Bovine single chain Fv antibody inhibits bovine herpesvirus-1 infectivity by targeting viral glycoprotein D

  • Jian Xu
  • Jing Wu
  • Bo Jiang
  • Houjun He
  • Xixi Zhang
  • Xiaoyang Li
  • Dawei Yang
  • Xiufen Huang
  • Joshua E. Sealy
  • Munir Iqbal
  • Yongqing LiEmail author
Biotechnological products and process engineering

Abstract

Glycoprotein D (gD) of bovine herpesvirus-1 (BoHV-1) is essential for attachment and penetration of cells during infection and is a major target for neutralizing antibodies during an adaptive immune response. Currently there are no recombinant antibodies capable of binding gD epitopes for use in treating BoHV-1 infection. In this study, a bovine scFv gene derived from a hybridoma secreting monoclonal antibodies (McAbs) against the amino acid motif MEESKGYEPP of gD was expressed in E. coli. Molecular modeling, western blot and ELISA analysis showed that this scFv had a high affinity for BoHV-1 gD, with a Kd of 161.2 ± 37.58 nM and for whole BoHV-1 virus, with a Kd of 67.44 ± 16.99 nM. In addition, this scFv displayed a high affinity for BoHV-1 antigen in an ELISA and competed with BoHV-1 anti-serum in a competitive ELISA. Immunofluorescence assay (IFA) and laser confocal microscopy showed that this scFv could efficiently bind to and be internalized by BoHV-1 infected Madin-Darby bovine kidney (MDBK) cells. Importantly, this scFv was shown to inhibit BoHV-1 infectivity and to reduce the number of viral plaques by blocking viral attachment to MDBK cells. Our study suggests that this bovine single-chain antibody could be developed for use as a diagnostic and therapeutic agent against BoHV-1 infection in cattle.

Keywords

Bovine herpesvirus-1 Single chain Fv antibody Glycoprotein D Neutralizing epitope Binding affinity Blocking viral attachment Virus neutralization 

Notes

Funding

This work was supported by a grant from The National Key Project of Research and Development Program of China (Grant No. 2016YFD0500900), funding from Beijing Innovation Team of Technology System in Dairy Industry (award no. bjcystx-ny-3) and the Special Program on Science and Technology Innovation Capacity Building of BAAFS (award no. KJCX20170406).

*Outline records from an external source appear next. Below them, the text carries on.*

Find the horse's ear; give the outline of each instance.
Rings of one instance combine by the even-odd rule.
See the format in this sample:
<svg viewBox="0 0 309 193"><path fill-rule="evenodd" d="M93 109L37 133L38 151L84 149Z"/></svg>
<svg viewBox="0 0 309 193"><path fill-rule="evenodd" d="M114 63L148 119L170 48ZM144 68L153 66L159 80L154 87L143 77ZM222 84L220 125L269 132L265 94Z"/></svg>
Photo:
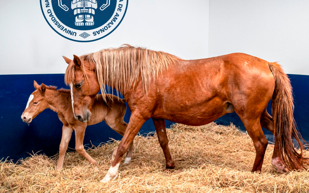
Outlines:
<svg viewBox="0 0 309 193"><path fill-rule="evenodd" d="M44 83L42 83L42 86L41 86L41 90L42 91L42 94L44 94L46 90L46 85L44 84Z"/></svg>
<svg viewBox="0 0 309 193"><path fill-rule="evenodd" d="M75 64L75 66L78 68L80 68L82 66L82 61L80 61L79 57L76 55L73 55L74 56L74 58L73 59L73 61Z"/></svg>
<svg viewBox="0 0 309 193"><path fill-rule="evenodd" d="M34 81L33 85L34 86L34 88L35 88L37 90L39 90L41 89L41 87L40 86L40 85L39 85L39 84L36 82L36 81L35 80Z"/></svg>
<svg viewBox="0 0 309 193"><path fill-rule="evenodd" d="M69 58L66 57L65 56L62 56L62 57L63 57L63 58L64 58L64 60L66 61L66 63L67 64L70 64L70 62L71 61L72 61L72 60L69 59Z"/></svg>

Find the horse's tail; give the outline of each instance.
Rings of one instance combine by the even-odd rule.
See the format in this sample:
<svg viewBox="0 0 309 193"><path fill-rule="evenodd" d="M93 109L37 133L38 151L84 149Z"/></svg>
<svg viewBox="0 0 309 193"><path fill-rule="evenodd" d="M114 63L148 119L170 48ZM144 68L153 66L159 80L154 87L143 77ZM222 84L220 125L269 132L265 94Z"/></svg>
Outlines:
<svg viewBox="0 0 309 193"><path fill-rule="evenodd" d="M280 65L276 63L269 63L275 79L275 90L273 94L272 110L274 127L274 152L290 170L306 169L306 160L303 156L303 141L298 131L294 119L294 104L292 87L288 77ZM293 138L292 138L293 137ZM300 153L294 149L292 139L299 145Z"/></svg>

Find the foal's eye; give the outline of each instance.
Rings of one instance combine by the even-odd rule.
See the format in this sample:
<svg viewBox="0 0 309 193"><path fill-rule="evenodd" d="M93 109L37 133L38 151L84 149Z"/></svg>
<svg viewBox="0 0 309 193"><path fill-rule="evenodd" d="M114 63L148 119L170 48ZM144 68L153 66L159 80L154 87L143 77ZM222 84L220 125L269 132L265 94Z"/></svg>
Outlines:
<svg viewBox="0 0 309 193"><path fill-rule="evenodd" d="M81 83L77 83L75 85L75 88L79 88L81 86L82 86Z"/></svg>

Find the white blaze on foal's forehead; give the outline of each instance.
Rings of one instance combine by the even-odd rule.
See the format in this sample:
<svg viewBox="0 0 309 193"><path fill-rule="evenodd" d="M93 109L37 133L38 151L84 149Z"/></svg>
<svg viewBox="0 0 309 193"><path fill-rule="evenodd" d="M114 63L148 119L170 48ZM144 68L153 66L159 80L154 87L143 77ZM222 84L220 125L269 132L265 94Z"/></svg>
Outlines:
<svg viewBox="0 0 309 193"><path fill-rule="evenodd" d="M33 94L31 94L29 97L29 99L28 99L28 102L27 103L27 105L26 106L26 108L27 108L29 106L29 104L30 104L30 102L31 102L32 99L33 99L34 96Z"/></svg>
<svg viewBox="0 0 309 193"><path fill-rule="evenodd" d="M71 89L71 100L72 101L72 110L73 110L73 114L74 115L74 116L75 116L75 113L74 113L74 107L73 105L73 103L74 103L74 100L73 99L73 89L72 88L72 87L73 86L73 84L72 83L70 84L70 88Z"/></svg>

Compliance with ethical standards

Conflict of interest

The authors declare that they have no conflict of interest.

Ethical approval

All animal research was approved by the Beijing Association for Science and Technology (approval ID SYXK (Beijing) 2007-0023) and was in compliance with Beijing Laboratory Animal Welfare and Ethics guidelines as issued by the Beijing Administration Committee of Laboratory Animals. All animal studies were also performed in accordance with the Beijing Academy of Agricultural and Forestry Sciences Institutional Animal Care and Use Committee guidelines. The protocol was approved by the Committee on Experimental Animal Management of Beijing Academy of Agricultural and Forestry Sciences.

Supplementary material

253_2017_8566_MOESM1_ESM.pdf (187 kb)
ESM 1 (PDF 186 kb)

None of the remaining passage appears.